I rolled my eyes and turned beet red as his serious expression broke up into a huge smile. He flat out guffawed, big snorting laughs coming through his nostrils. I left him hooting to himself on the couch as I turned and ran through the front door on my way to Lily's.



He was a scary man when he wanted to be, but he loved me. I knew that. And I knew that, whatever it came to, I'd honor that promise. "A person has to have a code," he always said. "Rules to live by." I admired that about him, and I'd do everything I could to live up to what I was: my father's daughter.



James offered a short straw to Kendall. "Would you like to do the honors?" he asked. Without hesitation, she took it, bent over the glass table, and snorted up the first fat slug of a line. She coughed as she straightened back up and wiped the traces of white dust from her nose and upper lip.



I looked on, frozen in place, as Lily, James, and Santiago all followed suit. Two lines remained on the table after they were done. James handed the straw to Chris, who looked at me with twinkling, mischievous eyes. "You first," he said, holding it out to me.



I didn't know what to say. "I, um, uh … " I looked over at Kendall. She gave me a sideways jerk of the head directed at Chris, as if to say, Follow his lead. Go home with him. Santiago's hand had disappeared below the hem of her dress now. Lily and James were a mirror image of them, limbs crossed and flesh touching.



I felt sticky and gross all of the sudden. I didn't want to be here, not for one second longer. The calm I'd rediscovered in the bathroom vanished, and the hazy drunk that had made all of this seem fun disappeared just as quickly. I felt stone cold sober. I wanted out. "I need to go," I blurted, rising to my feet. I accidentally clipped a bottle of cranberry juice as I rose. It fell on the table. A big crack spiderwebbed across the glass surface, followed quickly by a flood of crimson liquid. The juice poured over the remaining columns of cocaine. James cursed and tried to rescue what little he could, but it was too late. The clumps of powder were floating in the maroon sea. "Goddamit!" he snarled. His mouth became a hideous slash of twisted anger.
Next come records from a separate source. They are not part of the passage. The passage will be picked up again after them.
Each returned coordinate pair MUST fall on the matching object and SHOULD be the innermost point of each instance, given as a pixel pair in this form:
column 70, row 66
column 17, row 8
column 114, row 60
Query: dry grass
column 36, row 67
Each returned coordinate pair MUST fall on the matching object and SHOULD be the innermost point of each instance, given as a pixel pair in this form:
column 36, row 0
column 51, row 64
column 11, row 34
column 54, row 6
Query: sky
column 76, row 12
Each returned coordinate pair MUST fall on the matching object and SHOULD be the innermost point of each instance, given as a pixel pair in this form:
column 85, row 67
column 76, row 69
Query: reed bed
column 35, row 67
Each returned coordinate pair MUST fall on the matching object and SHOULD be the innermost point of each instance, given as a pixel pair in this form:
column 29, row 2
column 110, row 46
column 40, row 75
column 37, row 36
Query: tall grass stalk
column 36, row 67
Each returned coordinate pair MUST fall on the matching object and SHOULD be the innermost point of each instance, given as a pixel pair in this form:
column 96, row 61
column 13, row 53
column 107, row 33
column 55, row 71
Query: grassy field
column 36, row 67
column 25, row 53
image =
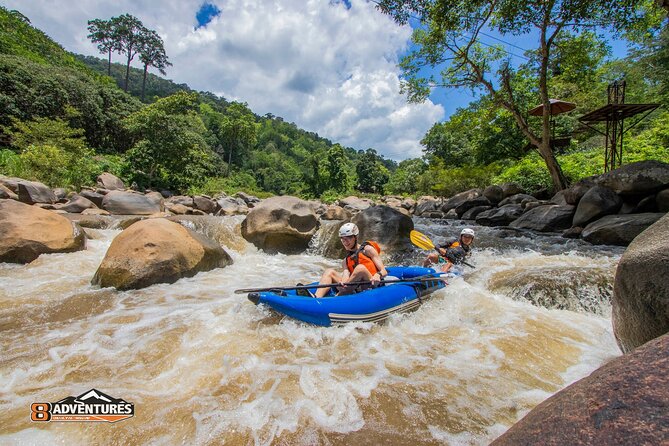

I stammered, but no words would come. Instead, I turned and took the stairs two at a time. "Corinne, wait!" I heard Lily and Kendall calling my name behind me. I didn't stop for them. Pushing my way through the crowd at the foot of the stairs, I swept towards the exit. It felt like my throat was closing in on itself. All I needed was one breath of fresh air. As soon as I was outside, away from the drugs and the strangers we'd been drinking with, I would feel better. The same memory kept playing like a broken record in my head.



Promise?



I promise, Daddy.



I wound around a series of low couches and finally - finally! - I found the exit. Bursting out into the night, I took in a huge breath of air. It filled my lungs and took the edge off the sudden panic that had overtaken me.   





 



"You're outside, you're okay," I muttered to myself. "It's okay."



I leaned against a brick wall outside. My chest was rising and falling rapidly as I caught my breath.



I wanted to be mad at Kendall and Lily, but I couldn't find the energy. If they wanted to have fun like that, by all means, they should be allowed to. It wasn't my place to stop them. They were my friends and I loved them, but that didn't mean I had to do every single thing they did. None of this was for me. The club, the drugs - it wasn't my cup of tea. I'd tried to pretend for a night that it was, but now that I was outside and away from it all, the pure wrongness of it came catching up to me. Who was I kidding? I wasn't a partier, not a club girl, and definitely not the type to go home with a random man just because he bought me drinks and fed me drugs and smiled at me prettily in a place where the music was too loud for me to think straight. I never wanted to be tricked into having sex. If I was going to go to bed with someone, it would be because I chose to. I wanted the man to make me feel alive, not the drinks or the drugs. Besides, I'd made my dad a promise a long time ago. I wasn't about to break that oath for Chris and James and Santiago.